El movimiento del mástil, el arqueado de la madera y el abombamiento de la tapa no son fallos de fabricación: son física de la madera bajo tensión constante, y le ocurren a cualquier guitarra tarde o temprano. La diferencia entre resignarse a una guitarra cada vez más dura y seguir tocando con la misma comodidad del primer día no está en la calidad de las maderas ni en el precio del instrumento. Está en si la unión entre el mástil y el cuerpo se puede volver a ajustar sin abrir la guitarra.

Eso es exactamente lo que permite el encastre del Sistema Pullaway: retocar las piezas, corregir la proyección, y devolver al instrumento su acción original. Tantas veces como haga falta a lo largo de su vida.

¿Tu guitarra se ha vuelto más dura de tocar?

Si tienes una guitarra con Sistema Pullaway y notas que la acción ha subido, puedo revisarla y reajustar la proyección del mástil. Y si tu guitarra actual todavía no lleva el sistema, también podemos hablar de transformarla.
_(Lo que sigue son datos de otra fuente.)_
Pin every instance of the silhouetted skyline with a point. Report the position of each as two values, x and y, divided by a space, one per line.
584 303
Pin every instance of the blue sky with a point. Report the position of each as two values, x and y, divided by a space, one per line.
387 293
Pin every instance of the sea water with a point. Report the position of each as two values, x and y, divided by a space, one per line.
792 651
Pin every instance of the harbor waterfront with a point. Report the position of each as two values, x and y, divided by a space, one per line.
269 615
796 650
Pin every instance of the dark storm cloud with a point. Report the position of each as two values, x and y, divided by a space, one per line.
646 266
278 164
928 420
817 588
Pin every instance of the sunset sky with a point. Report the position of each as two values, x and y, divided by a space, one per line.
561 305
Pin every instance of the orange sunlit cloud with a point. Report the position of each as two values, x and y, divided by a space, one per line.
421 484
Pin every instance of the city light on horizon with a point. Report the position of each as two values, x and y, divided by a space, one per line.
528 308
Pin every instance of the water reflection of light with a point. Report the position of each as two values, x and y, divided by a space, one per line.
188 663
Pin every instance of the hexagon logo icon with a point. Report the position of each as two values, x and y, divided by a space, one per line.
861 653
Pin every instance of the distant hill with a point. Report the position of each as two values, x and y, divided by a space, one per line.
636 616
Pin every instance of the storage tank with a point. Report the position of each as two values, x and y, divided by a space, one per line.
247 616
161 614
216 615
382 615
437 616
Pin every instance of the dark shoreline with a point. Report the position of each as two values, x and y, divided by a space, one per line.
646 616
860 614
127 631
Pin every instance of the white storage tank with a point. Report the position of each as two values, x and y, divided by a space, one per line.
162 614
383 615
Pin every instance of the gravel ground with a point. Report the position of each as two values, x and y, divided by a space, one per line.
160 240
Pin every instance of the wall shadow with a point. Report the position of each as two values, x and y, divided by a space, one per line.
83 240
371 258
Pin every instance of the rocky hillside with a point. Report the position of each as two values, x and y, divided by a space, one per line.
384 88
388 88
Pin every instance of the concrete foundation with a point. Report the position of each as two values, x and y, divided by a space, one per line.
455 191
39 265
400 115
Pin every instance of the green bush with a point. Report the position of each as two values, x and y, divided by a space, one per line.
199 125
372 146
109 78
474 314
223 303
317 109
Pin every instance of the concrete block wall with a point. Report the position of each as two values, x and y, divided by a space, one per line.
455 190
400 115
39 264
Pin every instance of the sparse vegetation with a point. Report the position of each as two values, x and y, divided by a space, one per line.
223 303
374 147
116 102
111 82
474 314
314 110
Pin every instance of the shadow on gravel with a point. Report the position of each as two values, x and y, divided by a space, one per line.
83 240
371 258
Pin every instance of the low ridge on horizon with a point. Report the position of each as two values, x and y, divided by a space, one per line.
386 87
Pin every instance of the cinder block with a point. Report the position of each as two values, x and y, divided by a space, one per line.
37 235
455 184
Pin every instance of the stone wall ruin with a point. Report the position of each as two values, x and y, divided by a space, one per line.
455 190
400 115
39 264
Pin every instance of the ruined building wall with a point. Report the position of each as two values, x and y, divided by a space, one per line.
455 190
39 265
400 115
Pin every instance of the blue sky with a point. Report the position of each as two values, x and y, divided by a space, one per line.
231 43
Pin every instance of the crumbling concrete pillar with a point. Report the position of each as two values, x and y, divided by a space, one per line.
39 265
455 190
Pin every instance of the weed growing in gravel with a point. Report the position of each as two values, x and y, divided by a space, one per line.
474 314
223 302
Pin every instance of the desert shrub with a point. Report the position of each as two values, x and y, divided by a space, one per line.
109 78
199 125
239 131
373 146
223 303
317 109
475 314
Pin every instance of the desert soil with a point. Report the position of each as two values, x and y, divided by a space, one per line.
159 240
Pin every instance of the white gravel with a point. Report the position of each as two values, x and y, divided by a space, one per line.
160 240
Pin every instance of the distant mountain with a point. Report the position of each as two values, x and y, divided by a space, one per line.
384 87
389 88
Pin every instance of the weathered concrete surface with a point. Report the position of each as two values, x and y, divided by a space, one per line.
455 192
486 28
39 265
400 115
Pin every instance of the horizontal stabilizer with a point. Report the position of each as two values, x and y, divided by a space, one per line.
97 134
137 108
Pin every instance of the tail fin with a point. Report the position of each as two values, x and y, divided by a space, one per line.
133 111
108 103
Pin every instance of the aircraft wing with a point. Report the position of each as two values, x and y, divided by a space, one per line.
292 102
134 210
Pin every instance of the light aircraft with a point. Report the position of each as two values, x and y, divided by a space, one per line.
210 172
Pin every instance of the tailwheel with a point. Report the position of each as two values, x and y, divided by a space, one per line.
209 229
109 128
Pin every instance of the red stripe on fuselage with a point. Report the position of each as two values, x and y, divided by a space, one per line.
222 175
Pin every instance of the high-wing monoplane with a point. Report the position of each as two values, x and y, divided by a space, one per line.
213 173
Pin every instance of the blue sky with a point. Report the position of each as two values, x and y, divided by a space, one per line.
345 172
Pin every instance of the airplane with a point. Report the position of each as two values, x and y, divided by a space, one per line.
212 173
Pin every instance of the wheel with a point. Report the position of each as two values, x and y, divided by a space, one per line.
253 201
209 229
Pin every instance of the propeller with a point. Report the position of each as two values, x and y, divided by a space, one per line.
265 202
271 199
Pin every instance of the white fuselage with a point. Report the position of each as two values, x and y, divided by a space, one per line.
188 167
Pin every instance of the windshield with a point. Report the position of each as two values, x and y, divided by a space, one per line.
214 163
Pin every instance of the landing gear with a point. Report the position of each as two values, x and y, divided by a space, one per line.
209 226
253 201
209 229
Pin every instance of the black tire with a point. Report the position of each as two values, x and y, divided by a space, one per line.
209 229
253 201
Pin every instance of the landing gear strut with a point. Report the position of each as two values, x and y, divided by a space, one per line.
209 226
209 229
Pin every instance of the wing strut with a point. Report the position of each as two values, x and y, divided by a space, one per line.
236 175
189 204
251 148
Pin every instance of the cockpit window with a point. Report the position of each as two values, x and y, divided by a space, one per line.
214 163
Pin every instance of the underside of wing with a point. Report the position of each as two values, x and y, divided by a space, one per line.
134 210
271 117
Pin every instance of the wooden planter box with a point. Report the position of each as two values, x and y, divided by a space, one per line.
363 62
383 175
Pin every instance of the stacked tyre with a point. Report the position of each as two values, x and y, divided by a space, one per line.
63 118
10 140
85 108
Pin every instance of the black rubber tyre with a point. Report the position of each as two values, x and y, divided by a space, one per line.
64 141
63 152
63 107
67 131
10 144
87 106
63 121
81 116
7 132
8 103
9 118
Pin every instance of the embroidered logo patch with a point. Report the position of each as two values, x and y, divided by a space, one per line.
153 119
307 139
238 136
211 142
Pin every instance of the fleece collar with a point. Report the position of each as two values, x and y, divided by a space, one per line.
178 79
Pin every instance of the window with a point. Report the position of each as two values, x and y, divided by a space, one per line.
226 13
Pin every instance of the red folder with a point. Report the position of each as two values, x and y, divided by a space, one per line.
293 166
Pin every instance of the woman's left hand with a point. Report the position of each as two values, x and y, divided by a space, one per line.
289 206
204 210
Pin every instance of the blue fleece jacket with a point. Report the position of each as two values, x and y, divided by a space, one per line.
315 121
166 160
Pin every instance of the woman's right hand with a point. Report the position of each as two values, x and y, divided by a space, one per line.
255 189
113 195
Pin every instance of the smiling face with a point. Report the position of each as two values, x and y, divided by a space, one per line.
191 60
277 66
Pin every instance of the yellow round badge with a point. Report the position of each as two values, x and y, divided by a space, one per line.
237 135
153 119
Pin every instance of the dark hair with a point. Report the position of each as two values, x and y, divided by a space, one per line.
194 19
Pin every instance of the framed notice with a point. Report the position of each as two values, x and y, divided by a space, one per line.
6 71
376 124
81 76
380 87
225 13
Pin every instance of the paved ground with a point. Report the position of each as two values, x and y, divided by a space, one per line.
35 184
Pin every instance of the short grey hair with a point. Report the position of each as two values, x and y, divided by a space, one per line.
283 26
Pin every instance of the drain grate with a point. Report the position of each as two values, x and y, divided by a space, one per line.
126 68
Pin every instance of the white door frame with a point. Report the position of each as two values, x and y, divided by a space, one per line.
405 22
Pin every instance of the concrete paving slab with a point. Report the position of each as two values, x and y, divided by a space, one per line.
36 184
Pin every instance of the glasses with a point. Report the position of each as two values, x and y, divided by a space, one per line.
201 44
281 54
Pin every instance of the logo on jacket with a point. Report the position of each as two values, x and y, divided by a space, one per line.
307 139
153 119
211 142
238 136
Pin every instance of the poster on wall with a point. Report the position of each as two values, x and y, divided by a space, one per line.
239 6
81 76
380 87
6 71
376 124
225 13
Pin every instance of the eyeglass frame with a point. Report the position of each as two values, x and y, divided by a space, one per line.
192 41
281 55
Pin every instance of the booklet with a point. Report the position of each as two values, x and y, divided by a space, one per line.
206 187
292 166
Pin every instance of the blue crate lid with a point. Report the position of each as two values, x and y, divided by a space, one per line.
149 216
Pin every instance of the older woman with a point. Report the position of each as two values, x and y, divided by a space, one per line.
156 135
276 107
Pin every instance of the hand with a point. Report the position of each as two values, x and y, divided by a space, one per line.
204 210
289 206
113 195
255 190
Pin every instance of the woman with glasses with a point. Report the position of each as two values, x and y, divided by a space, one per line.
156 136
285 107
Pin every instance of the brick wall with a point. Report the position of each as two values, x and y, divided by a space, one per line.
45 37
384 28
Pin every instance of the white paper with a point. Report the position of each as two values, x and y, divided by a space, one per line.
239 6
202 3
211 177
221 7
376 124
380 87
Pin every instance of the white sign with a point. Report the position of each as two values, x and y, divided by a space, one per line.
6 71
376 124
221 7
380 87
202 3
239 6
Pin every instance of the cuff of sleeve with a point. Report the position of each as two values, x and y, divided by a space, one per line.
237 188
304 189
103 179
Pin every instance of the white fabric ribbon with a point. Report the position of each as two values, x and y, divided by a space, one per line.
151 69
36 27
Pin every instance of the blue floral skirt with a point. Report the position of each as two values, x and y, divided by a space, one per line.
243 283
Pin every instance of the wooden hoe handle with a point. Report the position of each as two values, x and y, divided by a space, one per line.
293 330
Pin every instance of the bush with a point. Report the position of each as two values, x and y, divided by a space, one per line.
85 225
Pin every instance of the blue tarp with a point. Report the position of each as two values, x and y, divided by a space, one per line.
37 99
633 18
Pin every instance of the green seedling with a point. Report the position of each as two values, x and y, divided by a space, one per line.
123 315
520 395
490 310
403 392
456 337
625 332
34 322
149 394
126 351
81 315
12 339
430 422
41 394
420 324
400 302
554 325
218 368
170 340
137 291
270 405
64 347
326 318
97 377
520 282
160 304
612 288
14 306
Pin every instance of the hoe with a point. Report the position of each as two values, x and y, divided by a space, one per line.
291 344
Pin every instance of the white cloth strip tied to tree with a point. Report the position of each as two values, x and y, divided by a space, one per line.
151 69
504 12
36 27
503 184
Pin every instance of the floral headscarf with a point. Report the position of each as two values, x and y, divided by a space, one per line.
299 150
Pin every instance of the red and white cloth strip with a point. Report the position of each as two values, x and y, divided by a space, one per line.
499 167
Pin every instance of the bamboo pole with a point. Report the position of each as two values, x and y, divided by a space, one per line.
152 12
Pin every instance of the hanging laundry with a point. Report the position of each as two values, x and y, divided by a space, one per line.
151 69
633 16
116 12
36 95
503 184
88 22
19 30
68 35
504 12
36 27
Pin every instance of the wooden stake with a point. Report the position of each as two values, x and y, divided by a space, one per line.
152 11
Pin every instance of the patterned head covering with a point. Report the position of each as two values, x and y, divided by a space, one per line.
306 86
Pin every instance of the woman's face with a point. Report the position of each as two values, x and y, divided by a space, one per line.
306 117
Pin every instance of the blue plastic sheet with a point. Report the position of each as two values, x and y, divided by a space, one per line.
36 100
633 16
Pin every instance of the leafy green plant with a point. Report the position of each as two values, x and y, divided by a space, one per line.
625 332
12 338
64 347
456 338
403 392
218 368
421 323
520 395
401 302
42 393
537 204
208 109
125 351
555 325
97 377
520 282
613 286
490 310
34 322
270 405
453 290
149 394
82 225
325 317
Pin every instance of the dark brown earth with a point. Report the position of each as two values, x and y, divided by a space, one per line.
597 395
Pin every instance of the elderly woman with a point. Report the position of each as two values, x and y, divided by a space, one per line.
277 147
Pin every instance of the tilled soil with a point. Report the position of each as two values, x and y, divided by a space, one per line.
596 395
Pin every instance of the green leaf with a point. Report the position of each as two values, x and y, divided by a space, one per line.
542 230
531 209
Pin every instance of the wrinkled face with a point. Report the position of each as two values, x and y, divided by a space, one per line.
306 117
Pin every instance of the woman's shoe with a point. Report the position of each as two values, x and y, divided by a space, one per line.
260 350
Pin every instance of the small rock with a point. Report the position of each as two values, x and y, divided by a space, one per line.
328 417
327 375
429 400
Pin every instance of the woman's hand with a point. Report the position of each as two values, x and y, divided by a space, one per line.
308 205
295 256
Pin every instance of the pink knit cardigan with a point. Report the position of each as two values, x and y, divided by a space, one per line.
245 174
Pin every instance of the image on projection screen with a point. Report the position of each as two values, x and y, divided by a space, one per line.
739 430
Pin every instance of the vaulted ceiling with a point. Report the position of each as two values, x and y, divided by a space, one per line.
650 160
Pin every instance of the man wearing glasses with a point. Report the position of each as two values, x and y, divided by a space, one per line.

Consultar un reajuste → Conocer el Sistema Pullaway

Preguntas frecuentes

¿Por qué mi guitarra se ha vuelto más dura de tocar con los años?

Casi siempre por una combinación de tres causas físicas: el mástil se mueve muy ligeramente en su unión con el cuerpo, la madera del mástil se arquea con el tiempo por la tensión constante de las cuerdas, y la tapa armónica se abomba delante del puente. Las tres elevan progresivamente la altura de las cuerdas sobre el diapasón, lo que se traduce en una acción más alta y una guitarra más incómoda de pisar.

¿Se puede corregir la acción de una guitarra clásica tradicional?

Es posible, pero exige una intervención mayor: levantar la tapa armónica y recortar o recalzar el tacón, porque en la construcción española tradicional el mástil forma una sola pieza con el cuerpo. Es una reparación cara, delicada y con un límite razonable de veces antes de comprometer el instrumento. La alternativa más común —rebajar el diapasón o el puente— no corrige la causa, solo disimula el síntoma.

¿Cómo corrige el Sistema Pullaway la proyección del mástil?

El mástil se desmonta del cuerpo sin herramientas, dejando accesibles las piezas del encastre. El luthier corrige la geometría ajustando esas piezas a mano —recortando o recalzando la cuña que define el ángulo— y vuelve a encajar el mástil, comprobando el resultado con la guitarra encordada. No requiere abrir la tapa ni tocar el acabado del instrumento.

¿Cuántas veces se puede reajustar y tiene algún coste?

El reajuste de las piezas del encastre está cubierto por la garantía de por vida que incluye todo el Sistema Pullaway, y puede repetirse varias veces a lo largo de la vida del instrumento, ya que cada corrección solo retira una cantidad mínima de material. Es, en la práctica, un mantenimiento normal del instrumento, no una reparación excepcional.